Muraro understands the language into which our mothers initiate us in a particular way, as constituting a symbolic order. That is, language is not a neutral tool of communication; rather, each language embodies a determinate horizon of meanings, which we take on in learning to speak. Indeed, more strongly still, Muraro regards language as the medium through which the world reveals itself to us, becoming manifest in a determinate shape. It is not, then, that language cuts us off from the world as it might really be; instead, language is the condition of the world’s appearing to us and becoming known by us at all. To enter language, and so for the world to present itself to us in a specific way, is to enter the realm of truth , for Muraro: truth as the self-revelation or self-manifestation of the world, which precedes and makes possible truth as correspondence. 2
Thus, by connecting her claims about the mother’s early importance, and her importance with respect to speech and language in particular, with her theses about the world-manifesting character of language, Muraro comes to attribute a very far-reaching role to the mother. In inducting each of us into speech, the mother equally enfolds us into a culture, a world, and the interwoven domains of meaning and truth. The mother makes the world, as a meaningful world, available to us, and we participate in it under her aegis, with the stamp of her authority and person pervading our basic way of experiencing life.
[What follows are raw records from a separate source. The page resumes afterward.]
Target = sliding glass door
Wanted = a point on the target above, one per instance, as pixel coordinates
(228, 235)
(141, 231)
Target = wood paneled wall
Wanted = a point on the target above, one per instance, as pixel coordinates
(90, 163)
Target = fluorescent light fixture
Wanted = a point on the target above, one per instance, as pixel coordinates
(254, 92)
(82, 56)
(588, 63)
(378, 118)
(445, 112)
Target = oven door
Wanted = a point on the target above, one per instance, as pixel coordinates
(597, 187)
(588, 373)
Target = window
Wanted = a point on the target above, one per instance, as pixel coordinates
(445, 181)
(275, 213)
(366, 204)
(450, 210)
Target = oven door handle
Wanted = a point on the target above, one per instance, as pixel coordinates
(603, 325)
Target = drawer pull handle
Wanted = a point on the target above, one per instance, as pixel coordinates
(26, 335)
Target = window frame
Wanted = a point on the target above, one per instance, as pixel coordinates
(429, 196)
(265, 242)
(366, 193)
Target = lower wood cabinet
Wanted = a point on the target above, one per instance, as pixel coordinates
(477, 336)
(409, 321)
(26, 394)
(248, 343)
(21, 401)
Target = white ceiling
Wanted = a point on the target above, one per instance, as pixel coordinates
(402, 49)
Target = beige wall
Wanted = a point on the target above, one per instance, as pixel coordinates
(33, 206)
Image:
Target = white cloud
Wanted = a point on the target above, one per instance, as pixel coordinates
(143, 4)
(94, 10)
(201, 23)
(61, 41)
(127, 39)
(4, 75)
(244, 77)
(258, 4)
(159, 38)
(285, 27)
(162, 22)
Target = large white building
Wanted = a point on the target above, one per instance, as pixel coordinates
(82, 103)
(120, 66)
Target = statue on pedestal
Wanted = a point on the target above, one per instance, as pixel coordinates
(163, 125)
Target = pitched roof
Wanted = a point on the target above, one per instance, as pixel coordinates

Inescapably, though, our mothers enlist us into particular languages and their corresponding horizons of meaning, which each divide up and categorize the world’s furniture differently. As a result, there is necessarily an “abyssal” distance, as Muraro puts it (ch. 6), between words and experience—where “experience” means not a private inner set of representations but our direct, lived, bodily relationship with the world as it manifests itself to us. To paraphrase Muraro’s thinking here: languages come to us already embodying specific ways of seeing things that never perfectly fit with, and may diverge more or less markedly from, the particular experiences we have. But that gap or divergence is the key to languages being alive, as we speak in ways with which we attempt to articulate and verbalize our experiences—to close the “abyssal” gap, per impossibile. Through our attempts, the languages we inhabit continually evolve.